Solution: Finding mean survival time from the survival function

We need to find \(E(T) = \int_0^{\infty}t\cdot f(t)dt\), where \(f(t)\) is the density of \(T\). Recall the definition of the survival function \(S(t) = P(T > t)\). We can express the latter probability as an integral of the density \(f(t)\), namely \(S(t) = \int_t^{\infty}f(x)dx\). Using the hint provided in the problem text we can write \begin{align*}E(T) &= \int_0^{\infty}t\cdot f(t)dt \\ &= \int_0^{\infty}\left(\int_0^{\infty}I(t>u)du\right)\cdot f(t)dt \\ &= \int_0^{\infty}\left(\int_0^{\infty}I(t>u)\cdot f(t)du\right)dt.\end{align*} Changing the order of integration, and using the definition of \(I(t > u)\) we get \begin{align*}E(T) &= \int_0^{\infty}\left(\int_0^{\infty}I(t>u)\cdot f(t)dt\right)du \\ &= \int_0^{\infty}\left(\int_0^{u}0\cdot f(t)dt+\int_u^{\infty}1\cdot f(t)dt\right)du \\ &= \int_0^{\infty}\left(\int_u^{\infty}f(t)dt\right)du,\end{align*} and finally using the expression above for \(S(t)\), or rather \(S(u),\) we obtain \[\underline{\underline{ E(T) = \int_0^{\infty}S(u)du.}}\]

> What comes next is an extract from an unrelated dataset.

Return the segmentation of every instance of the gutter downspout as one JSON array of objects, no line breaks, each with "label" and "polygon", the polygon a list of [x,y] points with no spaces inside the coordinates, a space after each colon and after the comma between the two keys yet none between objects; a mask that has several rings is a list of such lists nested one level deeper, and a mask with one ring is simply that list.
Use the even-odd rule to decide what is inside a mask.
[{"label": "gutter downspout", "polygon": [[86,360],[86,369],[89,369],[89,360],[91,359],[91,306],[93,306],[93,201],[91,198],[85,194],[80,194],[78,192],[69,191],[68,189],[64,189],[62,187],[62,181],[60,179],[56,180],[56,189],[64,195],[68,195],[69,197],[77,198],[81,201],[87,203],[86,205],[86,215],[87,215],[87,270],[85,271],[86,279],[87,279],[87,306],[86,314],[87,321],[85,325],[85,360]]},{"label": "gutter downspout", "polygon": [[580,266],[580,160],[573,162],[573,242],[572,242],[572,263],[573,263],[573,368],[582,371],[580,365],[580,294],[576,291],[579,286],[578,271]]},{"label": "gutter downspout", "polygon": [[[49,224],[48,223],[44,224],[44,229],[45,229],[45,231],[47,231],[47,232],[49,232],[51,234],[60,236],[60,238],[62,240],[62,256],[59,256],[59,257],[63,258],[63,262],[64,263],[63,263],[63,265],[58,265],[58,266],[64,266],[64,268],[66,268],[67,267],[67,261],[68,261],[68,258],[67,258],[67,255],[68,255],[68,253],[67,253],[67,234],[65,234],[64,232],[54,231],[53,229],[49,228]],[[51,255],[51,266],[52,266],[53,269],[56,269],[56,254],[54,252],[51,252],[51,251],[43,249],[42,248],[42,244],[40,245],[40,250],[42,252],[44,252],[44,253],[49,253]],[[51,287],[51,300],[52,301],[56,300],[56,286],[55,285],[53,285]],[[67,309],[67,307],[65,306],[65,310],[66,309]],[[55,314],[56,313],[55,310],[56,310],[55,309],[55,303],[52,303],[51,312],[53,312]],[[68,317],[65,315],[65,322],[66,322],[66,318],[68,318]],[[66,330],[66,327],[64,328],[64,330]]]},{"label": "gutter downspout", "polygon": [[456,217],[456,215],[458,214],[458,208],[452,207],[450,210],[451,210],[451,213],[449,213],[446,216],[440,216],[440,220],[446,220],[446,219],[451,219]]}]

Using the relation we proved above, we find the mean survival time for the exponential distribution and the Weibull distribution.

Exponential distribution

With survival function \(S(t) = e^{-\lambda t}\) we get \begin{align*} E(T) &= \int_0^{\infty}S(u)du \\ &= \int_0^{\infty}e^{-\lambda u}du\\ &= -\frac{1}{\lambda}e^{-\lambda u}\Big|_{u=0}^{\infty} \\ &= 0 - \left(-\frac{1}{\lambda}\right),\end{align*} and so the mean survival time is \[\underline{\underline{ E(T) = \frac{1}{\lambda}.}}\]

Weibull distribution

With survival function \(S(t) = \exp\left\{-\frac{bt^k}{k}\right\}\) we get \begin{align*} E(T) &= \int_0^{\infty}S(u)du \\ &= \int_0^{\infty}\exp\left\{-\frac{bu^k}{k}\right\}du.\end{align*} Now we use the substitution \(t(u)=\frac{bu^k}{k}\), so that \(u(t) = \left(\frac{k}{b}\right)^{\frac{1}{k}} t^{\frac{1}{k}}\), and so \(\frac{du}{dt} = \left(\frac{k}{b}\right)^{\frac{1}{k}} \frac{1}{k} t^{\frac{1}{k}-1}\) (note that the limits remain the same). Inserting this in the above integral yields \begin{align*} E(T) &= \int_0^{\infty}\exp\left\{-\frac{bu^k}{k}\right\}du \\ &= \int_0^{\infty}e^{-t}\left(\frac{k}{b}\right)^{\frac{1}{k}} \frac{1}{k} t^{\frac{1}{k}-1}dt \\ &= \left(\frac{k}{b}\right)^{\frac{1}{k}} \frac{1}{k} \int_0^{\infty}e^{-t} t^{\frac{1}{k}-1}dt,\end{align*} where we can recognize the last integral as a gamma function, since \(\Gamma(\alpha) = \int_0^{\infty}e^{-t} t^{\alpha-1}dt.\) Thus the mean survival time is \[\underline{\underline{ E(T) = \left(\frac{k}{b}\right)^{\frac{1}{k}} \frac{1}{k} \Gamma\left(\frac{1}{k}\right).}}\] If for example \(b=\frac{1}{4}\) and \(k=\frac{1}{2}\), we would get \begin{align*} E(T) &= \left(\frac{1/2}{1/4}\right)^{\frac{1}{1/2}} \frac{1}{1/2} \Gamma\left(\frac{1}{1/2}\right) \\ &= \left(2\right)^{2}\cdot 2\cdot \Gamma(2)\\ &= 8 \cdot 1! \\ &= 8.\end{align*}